### Imports

In [3]:
import requests
from bs4 import BeautifulSoup
import pandas as pd
import json
import time

### Woolworths weekly catalogue scraper

In [4]:
# api endpoint to get category list (use "view" endpoint)
url_view = "https://embed.salefinder.com.au/productlist/view/62107/"

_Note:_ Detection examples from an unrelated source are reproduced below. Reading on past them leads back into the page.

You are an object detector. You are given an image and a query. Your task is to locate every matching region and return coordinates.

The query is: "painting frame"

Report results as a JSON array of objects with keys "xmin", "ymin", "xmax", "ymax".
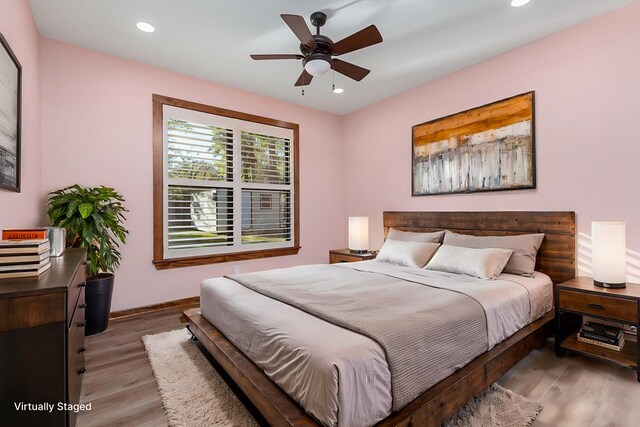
[
  {"xmin": 411, "ymin": 90, "xmax": 537, "ymax": 197},
  {"xmin": 0, "ymin": 33, "xmax": 22, "ymax": 193}
]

# parameters for the request
params = {
    'locationId': '4679',
    'token': '570f5c4a44505b5f51477f531a03180a0e0b1c1362352b2e21363226253968717d7a787d6468626562612b',
    'saleGroup': '0',
    'rows_per_page': '10',
}

# headers to make our request look like a real browser
headers = {
    'User-Agent': 'Mozilla/5.0 (Windows NT 10.0; Win64; x64) AppleWebKit/537.36',
    'Accept': '*/*',
}

# fetch the main catalogue page
response = requests.get(url_view, params=params, headers=headers)
json_text = response.text.strip()[1:-1]
data = json.loads(json_text)

print(f"Fetched: {data['saleName']}")
print(f"Valid: {data['startDate']} to {data['endDate']}\n")

# parse the HTML to extract categories
soup = BeautifulSoup(data['content'], 'html.parser')
categories = {}

for link in soup.find_all('a', class_='sf-navcategory-link'):
    href = link.get('href', '')
    if 'categoryId=' in href:
        category_id = href.split('categoryId=')[1].split('&')[0]
        category_name = link.text.strip()
        categories[category_id] = category_name

Fetched: Weekly Catalogue NSW
Valid: 2025-11-12T00:00:00 to 2025-11-18T23:59:59



In [5]:
url_category = "https://embed.salefinder.com.au/productlist/category/62107/"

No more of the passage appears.